The annotation (assigning structural chemical identities) of MS/MS spectra remains a significant challenge due to the enormous molecular diversity in biological samples and the limited scope of reference databases. Currently, the vast majority of spectral measurements remain in the "dark chemical space" without structural annotations. To improve annotation, we propose MADGEN (Mass-spec Attends to De Novo Molecular GENeration), a scaffold-based method for de novo molecular structure generation guided by mass spectrometry data. MADGEN operates in two stages: scaffold retrieval and spectra-conditioned molecular generation starting with the scaffold. In the first stage, given an MS/MS spectrum, we formulate scaffold retrieval as a ranking problem and employ contrastive learning to align mass spectra with candidate molecular scaffolds. In the second stage, starting from the retrieved scaffold, we employ the MS/MS spectrum to guide an attention-based generative model to generate the final molecule. Our approach constrains the molecular generation search space, reducing its complexity and improving generation accuracy. We evaluate MADGEN on three datasets (NIST23, CANOPUS, and MassSpecGym) and evaluate MADGEN's performance with a predictive scaffold retriever and with an oracle retriever. We demonstrate the effectiveness of using attention to integrate spectral information throughout the generation process to achieve strong results with the oracle retriever.
Paper Structure (36 sections, 13 equations, 3 figures, 3 tables)
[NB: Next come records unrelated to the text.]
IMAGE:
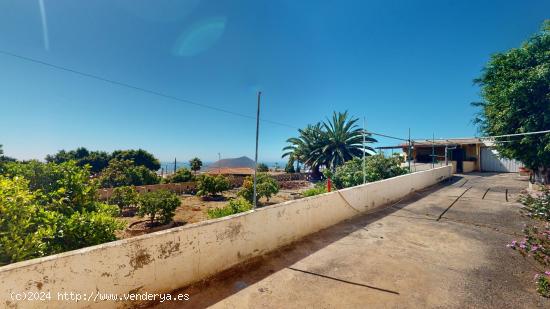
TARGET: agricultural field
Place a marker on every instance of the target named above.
(194, 209)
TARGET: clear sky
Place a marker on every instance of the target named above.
(400, 64)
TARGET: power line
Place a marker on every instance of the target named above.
(388, 136)
(489, 137)
(141, 89)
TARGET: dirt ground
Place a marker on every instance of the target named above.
(444, 247)
(194, 209)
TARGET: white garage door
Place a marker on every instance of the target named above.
(491, 162)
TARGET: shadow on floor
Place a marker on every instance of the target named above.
(224, 284)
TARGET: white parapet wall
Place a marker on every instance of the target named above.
(168, 260)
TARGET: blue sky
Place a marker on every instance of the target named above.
(400, 64)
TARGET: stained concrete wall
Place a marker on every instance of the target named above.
(171, 259)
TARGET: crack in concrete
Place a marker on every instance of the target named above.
(344, 281)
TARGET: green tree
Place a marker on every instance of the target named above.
(377, 167)
(515, 88)
(343, 140)
(266, 186)
(97, 160)
(124, 197)
(307, 148)
(63, 201)
(22, 232)
(126, 173)
(195, 164)
(159, 205)
(208, 185)
(328, 144)
(235, 206)
(263, 168)
(139, 157)
(289, 168)
(181, 175)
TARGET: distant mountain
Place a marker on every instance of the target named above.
(233, 162)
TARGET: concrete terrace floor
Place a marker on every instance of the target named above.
(444, 247)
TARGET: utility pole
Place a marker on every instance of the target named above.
(364, 133)
(433, 150)
(409, 154)
(256, 155)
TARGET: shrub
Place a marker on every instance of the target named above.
(289, 168)
(266, 186)
(22, 234)
(263, 168)
(536, 240)
(125, 173)
(377, 167)
(235, 206)
(98, 160)
(195, 164)
(55, 210)
(319, 188)
(139, 157)
(158, 205)
(537, 207)
(86, 228)
(181, 175)
(124, 197)
(542, 282)
(212, 185)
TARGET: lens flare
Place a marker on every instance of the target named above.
(200, 37)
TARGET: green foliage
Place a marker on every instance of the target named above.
(515, 87)
(125, 173)
(329, 144)
(289, 168)
(319, 188)
(139, 157)
(181, 175)
(22, 234)
(98, 160)
(4, 159)
(158, 205)
(536, 239)
(195, 164)
(263, 168)
(212, 185)
(124, 197)
(235, 206)
(266, 186)
(542, 282)
(377, 167)
(537, 207)
(48, 208)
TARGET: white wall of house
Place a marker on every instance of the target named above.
(492, 162)
(167, 260)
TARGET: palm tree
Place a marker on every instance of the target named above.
(328, 144)
(195, 164)
(343, 140)
(306, 148)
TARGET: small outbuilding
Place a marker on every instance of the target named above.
(465, 154)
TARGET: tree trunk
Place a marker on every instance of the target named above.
(315, 173)
(541, 175)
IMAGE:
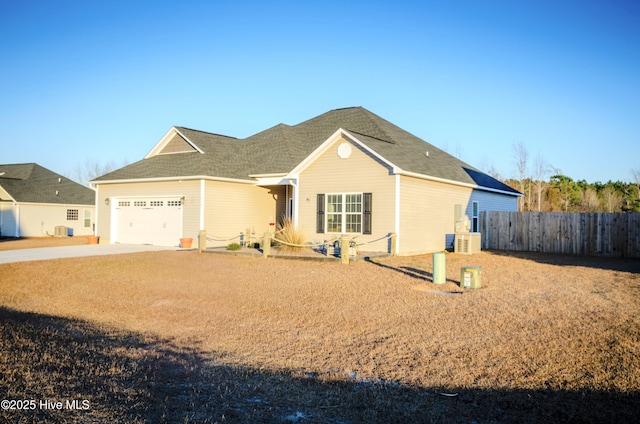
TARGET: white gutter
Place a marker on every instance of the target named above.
(184, 178)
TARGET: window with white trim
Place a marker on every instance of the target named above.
(72, 214)
(475, 217)
(344, 213)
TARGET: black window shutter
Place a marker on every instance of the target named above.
(366, 213)
(320, 214)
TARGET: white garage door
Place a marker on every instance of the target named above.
(147, 220)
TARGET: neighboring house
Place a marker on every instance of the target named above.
(346, 171)
(35, 200)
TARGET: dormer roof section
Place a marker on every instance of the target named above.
(174, 141)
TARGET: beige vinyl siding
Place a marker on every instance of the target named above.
(189, 189)
(40, 220)
(8, 219)
(231, 208)
(359, 173)
(427, 214)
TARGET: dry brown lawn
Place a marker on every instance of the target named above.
(7, 243)
(188, 337)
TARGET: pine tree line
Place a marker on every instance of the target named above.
(560, 193)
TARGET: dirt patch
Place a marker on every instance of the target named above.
(245, 339)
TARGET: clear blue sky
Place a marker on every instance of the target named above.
(104, 80)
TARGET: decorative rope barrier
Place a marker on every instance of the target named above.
(216, 239)
(305, 245)
(373, 241)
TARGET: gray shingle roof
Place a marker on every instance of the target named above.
(281, 148)
(32, 183)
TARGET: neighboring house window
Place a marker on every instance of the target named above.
(344, 213)
(72, 214)
(475, 218)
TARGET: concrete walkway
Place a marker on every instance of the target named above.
(44, 253)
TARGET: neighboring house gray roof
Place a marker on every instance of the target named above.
(281, 148)
(32, 183)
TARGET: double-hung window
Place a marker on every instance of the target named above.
(344, 213)
(475, 218)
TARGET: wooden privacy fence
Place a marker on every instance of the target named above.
(588, 234)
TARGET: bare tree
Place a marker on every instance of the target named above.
(540, 170)
(611, 199)
(520, 154)
(590, 201)
(636, 179)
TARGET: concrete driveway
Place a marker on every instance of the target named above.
(44, 253)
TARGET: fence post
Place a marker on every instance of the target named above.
(392, 237)
(344, 249)
(266, 244)
(202, 241)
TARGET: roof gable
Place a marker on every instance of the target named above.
(32, 183)
(284, 149)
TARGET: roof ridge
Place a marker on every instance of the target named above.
(368, 116)
(205, 132)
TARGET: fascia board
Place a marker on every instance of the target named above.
(166, 139)
(76, 205)
(456, 183)
(4, 193)
(183, 178)
(295, 172)
(278, 174)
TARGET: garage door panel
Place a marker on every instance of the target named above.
(148, 221)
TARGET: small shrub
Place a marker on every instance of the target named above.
(289, 234)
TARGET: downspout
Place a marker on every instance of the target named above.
(296, 203)
(397, 212)
(17, 220)
(201, 205)
(95, 218)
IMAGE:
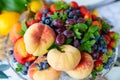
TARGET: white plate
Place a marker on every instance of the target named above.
(114, 74)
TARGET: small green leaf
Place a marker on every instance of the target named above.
(3, 75)
(21, 32)
(24, 26)
(81, 26)
(68, 41)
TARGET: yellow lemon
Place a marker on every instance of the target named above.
(7, 20)
(35, 5)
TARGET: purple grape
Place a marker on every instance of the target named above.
(70, 21)
(80, 20)
(58, 23)
(95, 55)
(60, 30)
(76, 44)
(60, 39)
(68, 33)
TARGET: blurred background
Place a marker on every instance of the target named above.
(11, 11)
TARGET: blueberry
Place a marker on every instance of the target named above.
(75, 17)
(10, 52)
(47, 21)
(104, 50)
(110, 60)
(106, 66)
(40, 68)
(46, 11)
(27, 64)
(45, 66)
(24, 72)
(25, 68)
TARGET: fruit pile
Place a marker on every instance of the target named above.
(63, 37)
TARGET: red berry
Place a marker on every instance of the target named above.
(88, 15)
(38, 16)
(83, 10)
(74, 5)
(107, 39)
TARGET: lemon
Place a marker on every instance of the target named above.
(35, 5)
(7, 20)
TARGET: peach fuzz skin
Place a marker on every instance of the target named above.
(84, 68)
(49, 73)
(14, 36)
(20, 53)
(38, 38)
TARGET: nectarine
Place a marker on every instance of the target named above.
(21, 54)
(66, 59)
(47, 74)
(14, 32)
(38, 38)
(84, 68)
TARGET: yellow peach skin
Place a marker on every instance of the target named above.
(38, 38)
(84, 68)
(66, 59)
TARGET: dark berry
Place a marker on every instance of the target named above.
(47, 21)
(27, 64)
(58, 23)
(70, 21)
(10, 52)
(60, 39)
(76, 44)
(68, 33)
(45, 66)
(80, 20)
(46, 11)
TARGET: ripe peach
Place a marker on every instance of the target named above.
(84, 68)
(21, 54)
(66, 59)
(14, 32)
(47, 74)
(38, 38)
This paper contains 36 sections, 13 equations, 3 figures, 3 tables.

Figures (3)

  • Figure 1: MADGEN overview and example. (a) The overview of MADGEN. The mass spectra are used to rank scaffold candidates through contrastive learning. The top-ranked scaffold, with blue edges fixed, serves as a foundation for de novo molecule generation, guided by the spectra at each generation step. (b) Examples of molecular generation process over time steps for Kenalog from CANOPUS dataset (upper) and 2,6-Dinitro-4-(4-nitrophenyl)phenol from NIST23 dataset (lower). The scaffolds remain fixed, while additional edges are introduced in each step to connect free atoms to scaffolds. The complete molecules are shown in step 40.
  • Figure 2: Overview of the MADGEN model framework. The input consists of m/z peaks and intensities $(m, I)$, which are passed through an MLP for embedding. These embeddings are processed through self-attention and combined with the molecular graph's node and edge embeddings via cross-attention. The node and edge embeddings are updated iteratively using an edge-aware message-passing neural network(MPNN) and fully-connected graph neural network (FC-GNN) layers. The final molecular structure is sampled after the last time step via a logit layer, aligning with the mass spectral data.
  • Figure 3: Accuracy vs Number of Free Atoms: With more free atoms for MADGEN to connect to the scaffold, the complexity of the generative trajectory increases, leading to a worse predictive accuracy.